O paciente de 41 anos, de Birigui (SP), que conseguiu transferência para a UTI (Unidade de Terapia Intensiva) da Santa Casa, morreu nesta quarta-feira (7). O homem estava em tratamento contra a covid-19 e teve parada cardiorrespiratória.
Uma liminar visando uma vaga em UTI da rede pública ou particular, em nome da vítima, chegou a ser concedida pela Justiça no dia 2 de abril. No mesmo dia, no período da noite, ele foi transferido para a UTI da Santa Casa.
Por meio da assessoria de imprensa, a Santa Casa informou que até segunda-feira (5) o hospital não havia sido notificado sobre a liminar e que a disponibilização da vaga ocorreu após uma pessoa que estava internada vir a óbito e não devido à ação.

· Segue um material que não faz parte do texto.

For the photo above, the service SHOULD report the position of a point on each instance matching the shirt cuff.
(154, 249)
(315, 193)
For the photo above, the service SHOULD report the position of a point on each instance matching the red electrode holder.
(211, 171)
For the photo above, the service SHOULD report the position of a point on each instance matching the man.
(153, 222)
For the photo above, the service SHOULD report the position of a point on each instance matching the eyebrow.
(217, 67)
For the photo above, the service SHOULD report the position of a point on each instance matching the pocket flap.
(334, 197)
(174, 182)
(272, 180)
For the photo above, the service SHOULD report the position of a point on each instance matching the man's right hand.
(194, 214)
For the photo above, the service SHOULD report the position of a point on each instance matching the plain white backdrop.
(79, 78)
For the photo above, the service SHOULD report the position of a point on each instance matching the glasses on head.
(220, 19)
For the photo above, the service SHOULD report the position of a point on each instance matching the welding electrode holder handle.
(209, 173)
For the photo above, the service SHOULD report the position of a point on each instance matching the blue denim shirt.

A liminar notificava ainda o Hospital Unimed Birigui sobre o número de vagas no local, já que havia a informação que a unidade tinha leito disponível. Para o Hojemais Araçatuba , o Hospital Unimed disse que a UTI funcionava na segunda-feira (5) além da capacidade total.
Além disso, a ação oficiava município, Secretaria Municipal de Saúde, Fazenda do Estado e Cross (Central de Regulação de Ofertas de Serviço de Saúde) do DRS II (Departamento Regional de Saúde), que atende a região de Araçatuba, para que providenciassem uma vaga de UTI, independente de ser rede pública ou privada.
Estado grave
Antes da transferência, o paciente chegou a ficar internado no pronto-socorro municipal por oito dias, com mais de 90% do pulmão comprometido. Ele deu entrada no dia 25 de março e foi transferido no dia 2 de abril.
Ainda quando estava no PS, o paciente precisou da ajuda de familiares e amigos, que se uniram para arrecadar verba para adquirir medicamentos e bomba de infusão, que segundo relatos, estavam em falta na semana passada. Segundo o que foi apurado pela reportagem, em menos de quatro horas foram arrecadados R$ 10 mil.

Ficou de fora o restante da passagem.